Sorseggiando in paludi di velluto, le silllabe pronuciate da chi asseconda vertiginosi imbrogli, s'impigliano in grovigli che, come anemoni aggrappate ad un sospiro, ondeggiano in modo erratico ed irriverente.
Sopravvivono soltanto se raggiungono il silenzio d'un mare senz'acqua.
Lí s'incrociano con fruscii di pantomime assonnate, mentre cercano d'interpretare rovesci inariditi, che catalogano come istrioniche parabole di fango.
Emanano cascami infiorettandoli di sfumature spinate e complesse.

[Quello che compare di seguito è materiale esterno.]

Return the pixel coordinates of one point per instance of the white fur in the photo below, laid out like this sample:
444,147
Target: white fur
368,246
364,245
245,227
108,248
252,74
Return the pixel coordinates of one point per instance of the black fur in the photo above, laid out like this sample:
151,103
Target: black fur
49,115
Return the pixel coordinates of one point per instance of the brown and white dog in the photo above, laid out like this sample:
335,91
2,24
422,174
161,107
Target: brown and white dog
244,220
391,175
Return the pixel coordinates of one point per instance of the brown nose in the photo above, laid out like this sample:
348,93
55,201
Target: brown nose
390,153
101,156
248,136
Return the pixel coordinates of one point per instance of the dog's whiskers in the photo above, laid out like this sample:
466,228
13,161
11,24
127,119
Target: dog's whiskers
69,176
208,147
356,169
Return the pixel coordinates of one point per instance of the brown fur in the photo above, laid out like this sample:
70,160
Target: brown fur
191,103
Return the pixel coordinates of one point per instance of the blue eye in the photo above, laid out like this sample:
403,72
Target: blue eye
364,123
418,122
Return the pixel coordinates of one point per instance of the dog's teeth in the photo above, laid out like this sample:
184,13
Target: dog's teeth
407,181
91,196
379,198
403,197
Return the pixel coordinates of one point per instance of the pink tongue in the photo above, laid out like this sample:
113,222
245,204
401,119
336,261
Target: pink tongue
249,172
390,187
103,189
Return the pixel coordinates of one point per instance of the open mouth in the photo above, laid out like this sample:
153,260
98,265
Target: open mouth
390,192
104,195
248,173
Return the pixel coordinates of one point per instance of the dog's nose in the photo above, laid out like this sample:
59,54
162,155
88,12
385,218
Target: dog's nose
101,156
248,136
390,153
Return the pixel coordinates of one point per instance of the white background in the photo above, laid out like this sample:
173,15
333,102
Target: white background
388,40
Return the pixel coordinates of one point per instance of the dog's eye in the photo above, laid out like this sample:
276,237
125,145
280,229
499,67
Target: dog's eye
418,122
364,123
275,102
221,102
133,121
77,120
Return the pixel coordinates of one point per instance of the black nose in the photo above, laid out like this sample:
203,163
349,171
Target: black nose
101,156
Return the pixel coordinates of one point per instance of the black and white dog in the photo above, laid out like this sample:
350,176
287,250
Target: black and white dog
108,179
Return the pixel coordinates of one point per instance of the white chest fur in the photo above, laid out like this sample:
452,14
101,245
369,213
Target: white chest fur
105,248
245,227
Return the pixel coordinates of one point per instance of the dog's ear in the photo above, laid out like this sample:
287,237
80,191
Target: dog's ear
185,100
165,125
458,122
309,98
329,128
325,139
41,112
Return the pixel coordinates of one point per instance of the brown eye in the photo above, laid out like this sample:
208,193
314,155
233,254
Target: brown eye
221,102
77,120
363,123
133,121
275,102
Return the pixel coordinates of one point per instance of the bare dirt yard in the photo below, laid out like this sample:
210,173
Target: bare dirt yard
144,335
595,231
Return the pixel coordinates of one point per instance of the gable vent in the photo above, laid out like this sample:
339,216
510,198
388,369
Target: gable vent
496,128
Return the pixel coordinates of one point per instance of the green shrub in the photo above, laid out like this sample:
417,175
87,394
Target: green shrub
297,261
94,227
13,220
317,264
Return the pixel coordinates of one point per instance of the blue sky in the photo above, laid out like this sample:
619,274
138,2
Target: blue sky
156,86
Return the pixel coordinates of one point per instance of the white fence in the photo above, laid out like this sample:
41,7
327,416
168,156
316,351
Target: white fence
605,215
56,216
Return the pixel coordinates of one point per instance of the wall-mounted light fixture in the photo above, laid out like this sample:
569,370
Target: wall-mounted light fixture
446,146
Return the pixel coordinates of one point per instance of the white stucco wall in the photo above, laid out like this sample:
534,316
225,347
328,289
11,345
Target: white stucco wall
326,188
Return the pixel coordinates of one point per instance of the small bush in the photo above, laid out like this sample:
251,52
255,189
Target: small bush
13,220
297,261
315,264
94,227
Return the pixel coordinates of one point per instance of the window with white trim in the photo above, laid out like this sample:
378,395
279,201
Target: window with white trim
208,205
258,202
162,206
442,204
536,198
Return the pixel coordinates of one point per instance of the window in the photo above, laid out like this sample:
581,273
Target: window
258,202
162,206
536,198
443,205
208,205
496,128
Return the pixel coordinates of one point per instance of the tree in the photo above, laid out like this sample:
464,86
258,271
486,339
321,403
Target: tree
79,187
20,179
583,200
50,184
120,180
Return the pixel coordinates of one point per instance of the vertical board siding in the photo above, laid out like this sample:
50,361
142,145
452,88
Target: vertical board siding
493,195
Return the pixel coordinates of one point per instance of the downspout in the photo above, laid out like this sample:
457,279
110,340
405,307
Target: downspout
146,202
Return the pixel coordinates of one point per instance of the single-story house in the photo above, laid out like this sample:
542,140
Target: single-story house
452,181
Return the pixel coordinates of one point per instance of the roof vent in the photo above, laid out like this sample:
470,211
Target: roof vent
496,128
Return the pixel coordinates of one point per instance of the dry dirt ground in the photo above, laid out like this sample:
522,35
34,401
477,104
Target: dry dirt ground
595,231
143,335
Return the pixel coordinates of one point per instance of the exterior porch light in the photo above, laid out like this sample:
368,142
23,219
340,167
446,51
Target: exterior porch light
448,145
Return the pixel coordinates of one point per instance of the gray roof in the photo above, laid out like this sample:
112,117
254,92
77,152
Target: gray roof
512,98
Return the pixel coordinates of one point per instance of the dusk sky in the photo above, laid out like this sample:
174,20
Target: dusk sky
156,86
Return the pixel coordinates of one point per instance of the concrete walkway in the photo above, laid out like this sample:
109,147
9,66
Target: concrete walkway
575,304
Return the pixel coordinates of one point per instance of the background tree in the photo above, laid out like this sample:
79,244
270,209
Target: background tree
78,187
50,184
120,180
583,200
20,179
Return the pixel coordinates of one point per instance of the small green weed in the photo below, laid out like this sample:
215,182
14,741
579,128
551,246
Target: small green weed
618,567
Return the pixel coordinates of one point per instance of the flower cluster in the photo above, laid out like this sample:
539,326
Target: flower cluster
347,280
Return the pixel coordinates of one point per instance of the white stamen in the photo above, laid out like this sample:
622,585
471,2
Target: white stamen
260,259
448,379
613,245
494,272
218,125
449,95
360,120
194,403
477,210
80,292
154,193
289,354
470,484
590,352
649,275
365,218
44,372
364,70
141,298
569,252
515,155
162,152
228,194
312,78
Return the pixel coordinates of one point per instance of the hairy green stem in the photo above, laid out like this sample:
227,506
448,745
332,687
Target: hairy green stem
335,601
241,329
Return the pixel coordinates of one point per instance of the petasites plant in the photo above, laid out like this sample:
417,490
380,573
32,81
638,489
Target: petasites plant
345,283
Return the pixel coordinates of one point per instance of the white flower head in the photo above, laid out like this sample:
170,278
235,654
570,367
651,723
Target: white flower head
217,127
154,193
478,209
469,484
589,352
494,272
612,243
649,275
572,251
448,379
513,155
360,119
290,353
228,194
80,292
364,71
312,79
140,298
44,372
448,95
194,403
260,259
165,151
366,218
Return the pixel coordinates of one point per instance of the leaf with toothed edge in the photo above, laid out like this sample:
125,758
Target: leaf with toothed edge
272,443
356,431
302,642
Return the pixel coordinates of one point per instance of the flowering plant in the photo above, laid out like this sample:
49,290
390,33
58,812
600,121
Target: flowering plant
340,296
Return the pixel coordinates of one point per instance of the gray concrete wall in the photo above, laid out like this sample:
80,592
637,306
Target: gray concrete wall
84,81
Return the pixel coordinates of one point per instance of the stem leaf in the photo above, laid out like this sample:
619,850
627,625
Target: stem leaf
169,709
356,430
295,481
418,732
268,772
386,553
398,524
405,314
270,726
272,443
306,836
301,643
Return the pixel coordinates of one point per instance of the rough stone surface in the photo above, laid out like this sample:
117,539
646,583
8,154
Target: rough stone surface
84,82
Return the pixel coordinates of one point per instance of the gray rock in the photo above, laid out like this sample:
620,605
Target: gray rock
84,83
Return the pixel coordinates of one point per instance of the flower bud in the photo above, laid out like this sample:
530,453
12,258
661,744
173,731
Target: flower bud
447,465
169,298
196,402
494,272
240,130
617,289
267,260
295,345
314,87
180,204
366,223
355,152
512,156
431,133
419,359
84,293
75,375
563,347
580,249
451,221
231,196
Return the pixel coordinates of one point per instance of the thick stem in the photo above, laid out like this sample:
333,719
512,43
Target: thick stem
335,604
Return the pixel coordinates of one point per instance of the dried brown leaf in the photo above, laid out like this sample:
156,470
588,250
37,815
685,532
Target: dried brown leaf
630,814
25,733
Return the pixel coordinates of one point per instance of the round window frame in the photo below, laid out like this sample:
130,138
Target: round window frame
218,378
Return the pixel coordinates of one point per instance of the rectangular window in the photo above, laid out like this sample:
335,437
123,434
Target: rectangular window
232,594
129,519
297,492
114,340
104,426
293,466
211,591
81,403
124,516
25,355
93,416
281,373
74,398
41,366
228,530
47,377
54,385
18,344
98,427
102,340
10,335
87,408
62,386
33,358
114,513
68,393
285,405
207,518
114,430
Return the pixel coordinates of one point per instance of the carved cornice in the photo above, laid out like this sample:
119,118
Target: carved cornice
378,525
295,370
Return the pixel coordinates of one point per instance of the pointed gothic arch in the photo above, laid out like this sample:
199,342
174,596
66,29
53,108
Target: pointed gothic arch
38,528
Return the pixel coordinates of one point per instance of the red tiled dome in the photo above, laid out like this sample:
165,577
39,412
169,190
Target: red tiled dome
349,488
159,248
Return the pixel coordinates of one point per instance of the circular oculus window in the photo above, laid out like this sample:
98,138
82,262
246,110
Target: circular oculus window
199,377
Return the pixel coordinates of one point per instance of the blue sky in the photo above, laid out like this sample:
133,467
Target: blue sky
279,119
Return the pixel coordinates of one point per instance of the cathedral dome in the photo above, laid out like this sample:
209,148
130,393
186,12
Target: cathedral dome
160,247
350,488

Albergano nell'attutita dimora del languore, per ripararsi da approcci stremanti e profili riflessi in supposizioni sconfinate.
Nell'amalgama sconcertato di asincrone sequele d'istanti tempestosi, mormora l'incedere di ritmiche espansioni di lamenti.
Timidamente, allude a scalpori d'ambiziose densitá, intrigandosi in effusioni eccentuate dalle delizie che pausano pensieri reversibili.
Quando s'appoggia a confini levigati da crepuscoli tentacolari, incenerisce atteggiamenti plasmati, trasformando in consuetudine la sfida ardente dei labirinti di chi perde anche i fiochi riverberi dei suoi titubanti soliloqui.